BEIRUT: Israel carried out intense airstrikes on southern Lebanon early Saturday, killing one person and wounding seven others, in what Lebanese officials called a “flagrant act of aggression” that threatens to destabilize the region only weeks after the Gaza ceasefire.
Lebanon’s Health Ministry said the pre-dawn raids struck the village of Msayleh, hitting a site that sold heavy machinery and destroying numerous vehicles. A vegetable-carrying truck passing by at the time was also hit, killing a Syrian driver and injuring another. Six Lebanese civilians, including two women, were among the wounded.
Lebanese Leadership Condemns ‘Blatant Israeli Aggression’
President Joseph Aoun condemned the assault, warning that Israel appeared to be “compensating peace in Gaza with war in Lebanon.”
“Once again, southern Lebanon falls under Israeli fire — without justification or even a pretext,” Aoun wrote on X. “The gravity of this latest aggression lies in the fact that it comes after the ceasefire in Gaza. This raises serious questions about whether Israel is seeking political gain through new killing and destruction.”
The Israeli military claimed the strikes targeted machinery allegedly intended for Hezbollah’s reconstruction of military infrastructure. The bombardment briefly severed a main highway linking Beirut with southern Lebanon, adding to fears of wider escalation.
While the Gaza ceasefire formally covers only the Palestinian enclave, analysts say Israel’s renewed attacks on Lebanon blatantly violate the spirit of regional de-escalation. The strikes come despite a U.S.-brokered understanding that ended the 14-month Israel-Hezbollah war in November 2024.
Lebanese officials and human-rights groups accuse Israel of deliberately “exporting the conflict northward,” using shifting pretexts to justify airstrikes on civilian areas. Critics argue that by extending its operations into Lebanon, Israel is “compensating for its political and military failures in Gaza” — a move that risks dragging the wider Middle East back into war.
The United Nations’ human-rights chief, Volker Türk, recently urged renewed diplomacy to secure a lasting peace in Lebanon, noting that 103 civilians have been killed since the November ceasefire.
The 2023-24 Israel-Hezbollah war left more than 4,000 people dead in Lebanon — including hundreds of civilians — and caused over $11 billion in damage, according to the World Bank. In Israel, 127 people were killed, among them 80 soldiers.
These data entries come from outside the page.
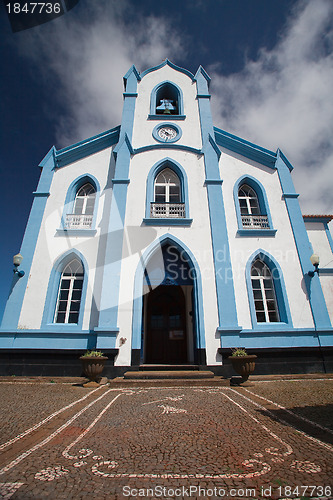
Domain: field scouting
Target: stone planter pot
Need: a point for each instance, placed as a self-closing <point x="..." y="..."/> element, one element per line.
<point x="243" y="365"/>
<point x="93" y="366"/>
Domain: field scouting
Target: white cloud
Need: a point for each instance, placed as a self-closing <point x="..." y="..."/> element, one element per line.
<point x="284" y="99"/>
<point x="83" y="60"/>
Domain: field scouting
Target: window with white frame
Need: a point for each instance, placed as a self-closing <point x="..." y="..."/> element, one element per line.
<point x="251" y="216"/>
<point x="264" y="293"/>
<point x="69" y="293"/>
<point x="83" y="209"/>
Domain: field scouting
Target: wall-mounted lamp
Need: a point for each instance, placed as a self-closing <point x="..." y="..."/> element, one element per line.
<point x="315" y="262"/>
<point x="17" y="259"/>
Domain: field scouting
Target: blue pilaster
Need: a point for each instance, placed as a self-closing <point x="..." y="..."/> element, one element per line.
<point x="222" y="263"/>
<point x="314" y="291"/>
<point x="16" y="295"/>
<point x="107" y="327"/>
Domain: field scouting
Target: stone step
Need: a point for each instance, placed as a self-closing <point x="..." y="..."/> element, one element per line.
<point x="168" y="374"/>
<point x="156" y="367"/>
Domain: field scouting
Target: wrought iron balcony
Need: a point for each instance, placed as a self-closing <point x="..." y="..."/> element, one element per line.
<point x="167" y="210"/>
<point x="255" y="222"/>
<point x="80" y="221"/>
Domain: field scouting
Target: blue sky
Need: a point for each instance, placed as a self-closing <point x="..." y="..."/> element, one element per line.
<point x="271" y="64"/>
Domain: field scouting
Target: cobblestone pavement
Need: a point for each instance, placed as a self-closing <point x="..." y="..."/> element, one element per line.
<point x="269" y="441"/>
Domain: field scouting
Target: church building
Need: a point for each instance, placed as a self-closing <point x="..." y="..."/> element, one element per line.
<point x="168" y="241"/>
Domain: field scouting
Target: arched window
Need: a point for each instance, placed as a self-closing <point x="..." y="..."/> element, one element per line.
<point x="85" y="200"/>
<point x="264" y="293"/>
<point x="252" y="210"/>
<point x="167" y="100"/>
<point x="69" y="293"/>
<point x="248" y="201"/>
<point x="167" y="187"/>
<point x="80" y="210"/>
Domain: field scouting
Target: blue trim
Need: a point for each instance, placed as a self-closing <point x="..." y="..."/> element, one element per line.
<point x="166" y="62"/>
<point x="165" y="146"/>
<point x="268" y="233"/>
<point x="329" y="236"/>
<point x="166" y="117"/>
<point x="263" y="205"/>
<point x="16" y="295"/>
<point x="70" y="200"/>
<point x="167" y="222"/>
<point x="325" y="270"/>
<point x="137" y="323"/>
<point x="167" y="124"/>
<point x="52" y="293"/>
<point x="87" y="147"/>
<point x="154" y="171"/>
<point x="245" y="148"/>
<point x="109" y="300"/>
<point x="282" y="338"/>
<point x="280" y="292"/>
<point x="226" y="303"/>
<point x="304" y="249"/>
<point x="76" y="232"/>
<point x="44" y="339"/>
<point x="180" y="99"/>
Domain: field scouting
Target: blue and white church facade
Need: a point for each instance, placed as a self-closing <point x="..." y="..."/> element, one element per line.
<point x="168" y="241"/>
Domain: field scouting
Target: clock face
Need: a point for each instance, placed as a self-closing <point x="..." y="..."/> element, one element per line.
<point x="167" y="133"/>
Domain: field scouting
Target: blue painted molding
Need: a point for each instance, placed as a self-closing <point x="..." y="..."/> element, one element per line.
<point x="109" y="300"/>
<point x="166" y="62"/>
<point x="130" y="77"/>
<point x="120" y="181"/>
<point x="245" y="148"/>
<point x="213" y="181"/>
<point x="70" y="201"/>
<point x="159" y="221"/>
<point x="41" y="194"/>
<point x="87" y="147"/>
<point x="226" y="303"/>
<point x="304" y="250"/>
<point x="153" y="97"/>
<point x="280" y="292"/>
<point x="263" y="205"/>
<point x="124" y="138"/>
<point x="150" y="195"/>
<point x="44" y="339"/>
<point x="329" y="235"/>
<point x="166" y="117"/>
<point x="48" y="323"/>
<point x="137" y="322"/>
<point x="16" y="295"/>
<point x="282" y="338"/>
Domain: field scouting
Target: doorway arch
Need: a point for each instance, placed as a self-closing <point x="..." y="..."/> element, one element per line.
<point x="158" y="277"/>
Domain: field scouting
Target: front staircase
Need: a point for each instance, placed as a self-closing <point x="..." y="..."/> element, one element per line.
<point x="169" y="375"/>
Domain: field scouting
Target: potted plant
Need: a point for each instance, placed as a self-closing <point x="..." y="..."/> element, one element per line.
<point x="243" y="364"/>
<point x="93" y="364"/>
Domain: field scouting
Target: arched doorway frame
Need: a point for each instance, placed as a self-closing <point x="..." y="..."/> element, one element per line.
<point x="137" y="320"/>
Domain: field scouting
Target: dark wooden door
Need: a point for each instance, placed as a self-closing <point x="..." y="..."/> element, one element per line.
<point x="166" y="341"/>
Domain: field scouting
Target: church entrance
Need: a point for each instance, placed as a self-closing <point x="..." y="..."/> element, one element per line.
<point x="166" y="338"/>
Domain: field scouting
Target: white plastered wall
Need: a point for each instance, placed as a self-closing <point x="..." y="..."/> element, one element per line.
<point x="51" y="245"/>
<point x="197" y="238"/>
<point x="282" y="246"/>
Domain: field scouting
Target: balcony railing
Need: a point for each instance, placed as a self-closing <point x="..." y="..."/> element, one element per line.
<point x="167" y="210"/>
<point x="74" y="221"/>
<point x="255" y="222"/>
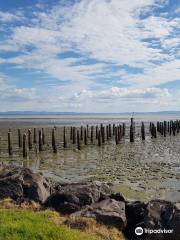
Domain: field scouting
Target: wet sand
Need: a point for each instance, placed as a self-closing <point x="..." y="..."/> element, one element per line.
<point x="140" y="170"/>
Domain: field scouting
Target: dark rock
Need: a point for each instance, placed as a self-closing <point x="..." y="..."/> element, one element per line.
<point x="109" y="211"/>
<point x="10" y="189"/>
<point x="72" y="197"/>
<point x="21" y="183"/>
<point x="117" y="197"/>
<point x="135" y="218"/>
<point x="156" y="215"/>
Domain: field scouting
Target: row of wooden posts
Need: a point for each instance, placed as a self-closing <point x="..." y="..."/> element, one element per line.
<point x="82" y="134"/>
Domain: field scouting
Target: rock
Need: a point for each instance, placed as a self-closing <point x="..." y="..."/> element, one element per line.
<point x="117" y="197"/>
<point x="135" y="218"/>
<point x="157" y="215"/>
<point x="109" y="211"/>
<point x="21" y="183"/>
<point x="70" y="198"/>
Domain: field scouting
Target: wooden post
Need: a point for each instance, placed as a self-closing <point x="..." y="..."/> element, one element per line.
<point x="124" y="129"/>
<point x="19" y="138"/>
<point x="85" y="136"/>
<point x="96" y="132"/>
<point x="74" y="135"/>
<point x="81" y="133"/>
<point x="113" y="129"/>
<point x="64" y="138"/>
<point x="99" y="137"/>
<point x="107" y="132"/>
<point x="92" y="133"/>
<point x="35" y="137"/>
<point x="87" y="131"/>
<point x="165" y="128"/>
<point x="110" y="134"/>
<point x="116" y="135"/>
<point x="78" y="141"/>
<point x="43" y="136"/>
<point x="40" y="141"/>
<point x="54" y="146"/>
<point x="131" y="133"/>
<point x="29" y="139"/>
<point x="25" y="152"/>
<point x="103" y="134"/>
<point x="143" y="131"/>
<point x="10" y="143"/>
<point x="71" y="133"/>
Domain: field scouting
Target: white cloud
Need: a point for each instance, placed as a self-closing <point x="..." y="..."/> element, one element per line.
<point x="110" y="32"/>
<point x="9" y="17"/>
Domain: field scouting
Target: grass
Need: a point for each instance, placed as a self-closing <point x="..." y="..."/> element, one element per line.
<point x="27" y="221"/>
<point x="28" y="225"/>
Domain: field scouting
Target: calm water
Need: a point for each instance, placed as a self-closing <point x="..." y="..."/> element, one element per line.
<point x="142" y="170"/>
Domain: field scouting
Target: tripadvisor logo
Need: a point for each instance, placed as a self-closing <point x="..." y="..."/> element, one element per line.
<point x="139" y="231"/>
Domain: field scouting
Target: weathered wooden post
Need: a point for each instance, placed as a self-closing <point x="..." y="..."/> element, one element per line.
<point x="165" y="128"/>
<point x="85" y="136"/>
<point x="103" y="134"/>
<point x="81" y="133"/>
<point x="168" y="127"/>
<point x="10" y="143"/>
<point x="64" y="138"/>
<point x="40" y="141"/>
<point x="25" y="151"/>
<point x="107" y="132"/>
<point x="78" y="141"/>
<point x="99" y="137"/>
<point x="113" y="129"/>
<point x="54" y="146"/>
<point x="19" y="138"/>
<point x="143" y="131"/>
<point x="124" y="129"/>
<point x="116" y="134"/>
<point x="87" y="131"/>
<point x="132" y="128"/>
<point x="92" y="133"/>
<point x="110" y="134"/>
<point x="74" y="135"/>
<point x="131" y="133"/>
<point x="43" y="136"/>
<point x="29" y="139"/>
<point x="35" y="137"/>
<point x="96" y="132"/>
<point x="154" y="132"/>
<point x="71" y="133"/>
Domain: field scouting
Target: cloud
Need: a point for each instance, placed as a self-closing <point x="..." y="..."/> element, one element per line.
<point x="98" y="44"/>
<point x="10" y="17"/>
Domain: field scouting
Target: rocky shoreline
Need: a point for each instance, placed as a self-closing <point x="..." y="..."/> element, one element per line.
<point x="93" y="200"/>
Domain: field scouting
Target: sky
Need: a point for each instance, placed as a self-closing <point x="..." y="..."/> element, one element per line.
<point x="89" y="55"/>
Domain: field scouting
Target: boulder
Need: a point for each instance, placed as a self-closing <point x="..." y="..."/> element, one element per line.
<point x="21" y="183"/>
<point x="70" y="198"/>
<point x="158" y="215"/>
<point x="109" y="212"/>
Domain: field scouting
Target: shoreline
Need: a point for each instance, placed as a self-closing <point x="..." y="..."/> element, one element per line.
<point x="89" y="200"/>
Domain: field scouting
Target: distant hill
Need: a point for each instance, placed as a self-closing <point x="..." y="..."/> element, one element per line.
<point x="81" y="113"/>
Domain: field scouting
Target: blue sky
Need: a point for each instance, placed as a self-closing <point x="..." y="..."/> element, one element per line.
<point x="90" y="56"/>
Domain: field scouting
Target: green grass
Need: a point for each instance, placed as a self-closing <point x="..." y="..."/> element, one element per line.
<point x="28" y="225"/>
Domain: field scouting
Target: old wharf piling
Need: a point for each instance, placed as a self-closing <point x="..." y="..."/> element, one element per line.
<point x="27" y="141"/>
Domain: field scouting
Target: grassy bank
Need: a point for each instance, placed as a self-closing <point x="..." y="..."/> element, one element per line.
<point x="22" y="225"/>
<point x="29" y="223"/>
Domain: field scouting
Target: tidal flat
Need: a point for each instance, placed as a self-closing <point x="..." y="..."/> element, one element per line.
<point x="142" y="170"/>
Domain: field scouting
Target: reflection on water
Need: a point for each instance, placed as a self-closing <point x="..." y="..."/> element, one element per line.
<point x="141" y="170"/>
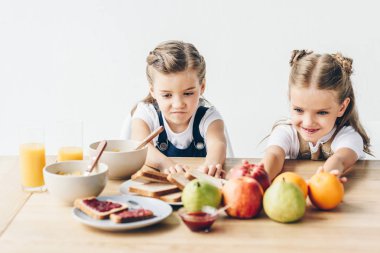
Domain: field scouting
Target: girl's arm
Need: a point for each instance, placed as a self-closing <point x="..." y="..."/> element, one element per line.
<point x="155" y="158"/>
<point x="216" y="149"/>
<point x="341" y="160"/>
<point x="273" y="161"/>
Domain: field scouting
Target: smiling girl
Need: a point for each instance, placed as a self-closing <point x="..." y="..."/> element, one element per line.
<point x="192" y="128"/>
<point x="324" y="122"/>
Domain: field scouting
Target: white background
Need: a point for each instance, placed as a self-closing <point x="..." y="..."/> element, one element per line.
<point x="85" y="60"/>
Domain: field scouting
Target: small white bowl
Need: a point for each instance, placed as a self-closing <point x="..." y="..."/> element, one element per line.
<point x="121" y="158"/>
<point x="63" y="182"/>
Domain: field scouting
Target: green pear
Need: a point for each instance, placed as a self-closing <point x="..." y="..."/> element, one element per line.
<point x="199" y="193"/>
<point x="284" y="202"/>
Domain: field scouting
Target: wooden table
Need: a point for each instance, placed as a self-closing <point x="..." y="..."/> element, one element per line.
<point x="39" y="223"/>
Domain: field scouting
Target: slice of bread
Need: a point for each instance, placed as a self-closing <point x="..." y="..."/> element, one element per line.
<point x="131" y="215"/>
<point x="194" y="173"/>
<point x="153" y="189"/>
<point x="172" y="197"/>
<point x="179" y="179"/>
<point x="149" y="175"/>
<point x="99" y="209"/>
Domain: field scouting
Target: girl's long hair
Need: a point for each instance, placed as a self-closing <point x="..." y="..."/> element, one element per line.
<point x="328" y="72"/>
<point x="173" y="57"/>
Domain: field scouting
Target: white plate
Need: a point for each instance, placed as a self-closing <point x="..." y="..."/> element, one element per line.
<point x="124" y="188"/>
<point x="160" y="209"/>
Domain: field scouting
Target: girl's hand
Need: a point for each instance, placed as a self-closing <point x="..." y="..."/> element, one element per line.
<point x="334" y="172"/>
<point x="177" y="168"/>
<point x="215" y="170"/>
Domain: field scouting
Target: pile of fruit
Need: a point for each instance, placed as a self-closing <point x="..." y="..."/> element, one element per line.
<point x="248" y="190"/>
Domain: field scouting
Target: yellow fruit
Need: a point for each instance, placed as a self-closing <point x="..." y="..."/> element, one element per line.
<point x="295" y="179"/>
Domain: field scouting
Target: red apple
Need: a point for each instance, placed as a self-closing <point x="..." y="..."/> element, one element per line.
<point x="244" y="197"/>
<point x="255" y="171"/>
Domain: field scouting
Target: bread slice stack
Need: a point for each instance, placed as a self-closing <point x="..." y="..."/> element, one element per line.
<point x="150" y="182"/>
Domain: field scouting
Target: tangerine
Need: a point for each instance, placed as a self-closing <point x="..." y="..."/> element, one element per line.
<point x="325" y="191"/>
<point x="294" y="178"/>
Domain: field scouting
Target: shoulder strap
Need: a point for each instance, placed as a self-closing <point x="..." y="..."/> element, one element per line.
<point x="201" y="111"/>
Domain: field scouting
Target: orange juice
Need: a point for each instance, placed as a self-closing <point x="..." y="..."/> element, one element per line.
<point x="32" y="162"/>
<point x="70" y="153"/>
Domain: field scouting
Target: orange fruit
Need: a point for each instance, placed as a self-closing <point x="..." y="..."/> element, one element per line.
<point x="325" y="191"/>
<point x="295" y="179"/>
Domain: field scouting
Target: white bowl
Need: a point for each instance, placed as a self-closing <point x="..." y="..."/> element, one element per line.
<point x="121" y="158"/>
<point x="67" y="188"/>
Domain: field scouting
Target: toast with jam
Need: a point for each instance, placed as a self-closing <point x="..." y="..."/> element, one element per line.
<point x="99" y="209"/>
<point x="149" y="175"/>
<point x="131" y="215"/>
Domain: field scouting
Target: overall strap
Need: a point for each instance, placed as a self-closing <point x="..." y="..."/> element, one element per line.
<point x="162" y="142"/>
<point x="198" y="139"/>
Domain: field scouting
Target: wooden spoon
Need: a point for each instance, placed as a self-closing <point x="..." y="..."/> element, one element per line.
<point x="150" y="137"/>
<point x="99" y="151"/>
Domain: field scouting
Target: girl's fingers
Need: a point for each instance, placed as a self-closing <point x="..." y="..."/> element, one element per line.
<point x="179" y="168"/>
<point x="211" y="170"/>
<point x="204" y="169"/>
<point x="172" y="169"/>
<point x="320" y="169"/>
<point x="186" y="168"/>
<point x="220" y="173"/>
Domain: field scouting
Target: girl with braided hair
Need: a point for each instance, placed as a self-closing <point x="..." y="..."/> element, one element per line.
<point x="324" y="122"/>
<point x="192" y="127"/>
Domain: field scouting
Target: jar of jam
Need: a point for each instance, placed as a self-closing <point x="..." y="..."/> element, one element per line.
<point x="197" y="221"/>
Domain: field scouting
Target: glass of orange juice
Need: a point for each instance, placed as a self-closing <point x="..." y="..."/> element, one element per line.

The conflict erupted when Hezbollah began firing rockets across the border on Oct. 8, 2023, a day after a deadly Hamas-led incursion into southern Israel triggered Israel’s devastating Gaza war. Despite multiple diplomatic efforts, Israel’s continuing strikes in Lebanon suggest the ceasefire’s fragile calm remains confined to Gaza — not the region it helped ignite.